Mr. Puru Saxena owns a wealth management firm in Hong Kong and is a registered investment advisor and money manager. He has over a decade's worth of experience in our industry and in June of 2000 began to write his monthly newsletter Money Matters. No stranger to physical gold, helicopter money and it’s results, he weighs in on the inflation/deflation debate. Here’s how he started the above article: “Now that almost every Wall Street economist is looking for the arrival of a Great Deflation, we think investors should begin looking the other way. Keep an eye out for inflation, we say.”

Halfway through the excellent article he says this: “

All the popular deflation myths aside, the reality is that inflation is an increase in the supply of money and debt within an economy. Furthermore, the price increases often described as inflation are simply consequences of monetary inflation – a euphemism for the dilution of the money stock.

Look. Whenever any central bank creates new money and whenever any entity (individual, business or government) takes on more debt, the outcome is inflation. As Milton Friedman once said, “Inflation is always and everywhere a monetary phenomenon.”

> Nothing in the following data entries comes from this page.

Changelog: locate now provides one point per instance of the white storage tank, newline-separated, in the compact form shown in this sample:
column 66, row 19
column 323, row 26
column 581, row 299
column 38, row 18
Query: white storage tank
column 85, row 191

Absolutely! As Puru nears completion, he says this: “

Today, under our fiat-money system, governments are willing borrowers and central banks are more than eager lenders (money creators). Under these circumstances, a contraction in the supply of money and debt (deflation) is out of the question. Conversely, given the short-sightedness of the politicians and their perpetual urge to “kick the can down the road,” the real risk facing the economy is extreme inflation or even hyperinflation.”

I could not agree more! The deflationists are only arguing for more helicopter money! Remember what our Federal Reserve said earlier this week – more “quantitative easing” is necessary! My friends buy gold to protect your nest egg!